Orion Funding Reduced

DENVER — Lockheed Martin has cut out an entire test article from the Orion
crew exploration vehicle that it is recasting in a new role as deep-space Multi
Purpose Crew Vehicle (MPCV), combining test objectives for the remaining
articles in an effort to keep the vehicle within the tight schedule set by
Congress.

By combining the tests that will be conducted with particular test articles,
the company plans to send an Orion capsule into orbit on its first test flight
in 2013, according to Cleon Lacefield, the company’s program manager. The first
capsule produced is now being prepared for ground tests at company facilities
here and once those are over, it will be reinstrumented to fly on the first
ascent abort test in 2014.

By dropping the test article originally intended for that evaluation — which
is intended to validate the ability of the vehicle’s solid-fuel escape tower to
pull it off a failing launch vehicle at maximum dynamic pressure during ascent —
the company has been able to start work on the test capsule that will fly to
space for the first time.

“With the funding changes, the program realignments, all of those kinds of
things, we’ve been able to preserve the core of this test program and kind of
make it more than it would have been by combining a bunch of tests into single
articles,” says Jim Kemp, director of assembly, test and launch operations for
the new spacecraft.

Lockheed Martin won the original crew exploration vehicle prime contract
under the old Constellation program initiated by the administration of
then-President George W. Bush to build a series of shuttle-replacement vehicles
able to take astronauts out of low Earth orbit to the Moon and beyond.
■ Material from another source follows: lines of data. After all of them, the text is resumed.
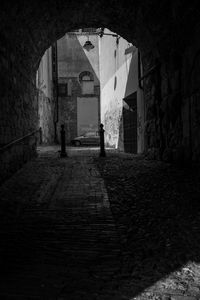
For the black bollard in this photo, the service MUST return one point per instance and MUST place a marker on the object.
(102, 146)
(62, 138)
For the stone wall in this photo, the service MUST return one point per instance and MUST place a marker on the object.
(18, 110)
(46, 111)
(171, 92)
(168, 30)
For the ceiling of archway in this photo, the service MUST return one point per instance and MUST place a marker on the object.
(33, 25)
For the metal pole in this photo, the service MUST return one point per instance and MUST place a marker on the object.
(62, 138)
(102, 146)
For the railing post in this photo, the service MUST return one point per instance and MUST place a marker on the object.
(40, 133)
(62, 138)
(102, 146)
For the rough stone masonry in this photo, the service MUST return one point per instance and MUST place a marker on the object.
(167, 35)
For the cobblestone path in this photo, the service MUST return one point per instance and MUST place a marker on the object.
(58, 237)
(90, 228)
(157, 212)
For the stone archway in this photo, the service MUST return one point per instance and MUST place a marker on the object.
(163, 31)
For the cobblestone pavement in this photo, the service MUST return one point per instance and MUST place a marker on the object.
(157, 212)
(85, 227)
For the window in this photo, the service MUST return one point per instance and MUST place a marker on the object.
(87, 82)
(62, 89)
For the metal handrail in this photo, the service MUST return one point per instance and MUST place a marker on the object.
(4, 148)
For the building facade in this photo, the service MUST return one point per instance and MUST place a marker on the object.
(122, 107)
(100, 84)
(78, 83)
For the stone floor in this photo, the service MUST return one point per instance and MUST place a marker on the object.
(85, 227)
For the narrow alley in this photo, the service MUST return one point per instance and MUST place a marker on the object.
(85, 227)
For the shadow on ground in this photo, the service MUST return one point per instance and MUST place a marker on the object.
(156, 207)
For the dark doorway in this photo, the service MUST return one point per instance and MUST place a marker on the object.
(130, 123)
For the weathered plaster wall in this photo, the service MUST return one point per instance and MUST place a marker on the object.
(162, 30)
(46, 105)
(73, 59)
(119, 78)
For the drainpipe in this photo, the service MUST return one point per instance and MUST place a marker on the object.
(139, 71)
(55, 88)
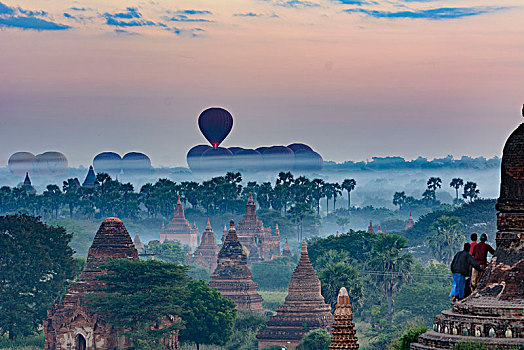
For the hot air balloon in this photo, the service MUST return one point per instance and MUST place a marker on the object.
(108, 162)
(193, 157)
(215, 124)
(135, 163)
(21, 163)
(216, 159)
(278, 158)
(299, 147)
(50, 163)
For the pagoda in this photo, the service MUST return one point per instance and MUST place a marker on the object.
(410, 223)
(179, 229)
(343, 335)
(304, 309)
(370, 227)
(206, 253)
(138, 243)
(90, 179)
(261, 244)
(494, 313)
(232, 276)
(69, 324)
(287, 251)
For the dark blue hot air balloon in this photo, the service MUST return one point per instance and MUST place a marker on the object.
(215, 124)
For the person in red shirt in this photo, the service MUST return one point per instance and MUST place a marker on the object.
(473, 243)
(480, 253)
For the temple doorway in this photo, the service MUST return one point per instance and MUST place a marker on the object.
(80, 342)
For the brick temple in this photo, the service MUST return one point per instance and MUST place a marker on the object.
(232, 276)
(179, 229)
(343, 335)
(260, 242)
(69, 324)
(304, 309)
(207, 252)
(494, 313)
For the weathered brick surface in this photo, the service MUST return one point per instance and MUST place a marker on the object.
(304, 309)
(232, 276)
(494, 313)
(260, 242)
(69, 320)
President Barack Obama called for termination of the program in his fiscal
2011 NASA budget request. But after more than a year of wrangling between
Congress and the White House, Orion was preserved as the MPCV for deep space
exploration. During the debate Lockheed Martin kept working on the capsule,
which has been described as “Apollo on steroids,” using Constellation funding
available under appropriations language that prohibited NASA from terminating
the program. The first test article was built at the Michoud Assembly Facility
in New Orleans, where it underwent pressure testing before being sent here for a
more rigorous workout.

New instrumentation is being installed to test how Orion will hold pressure
with a lot of its internal systems installed, including an instrumented window
to measure how the glass flexes under pressure. Acoustic testing will follow,
using generic acoustic loads that should cover any of the potential launch
vehicles NASA chooses for the vehicle’s flight test program. Kemp points out
that the Orion was designed to launch on the Ares I rocket, which was under
development by Constellation before the program was terminated.

If all goes according to schedule, piloted operations of the Orion could
begin as early as 2016, Lockheed Martin says.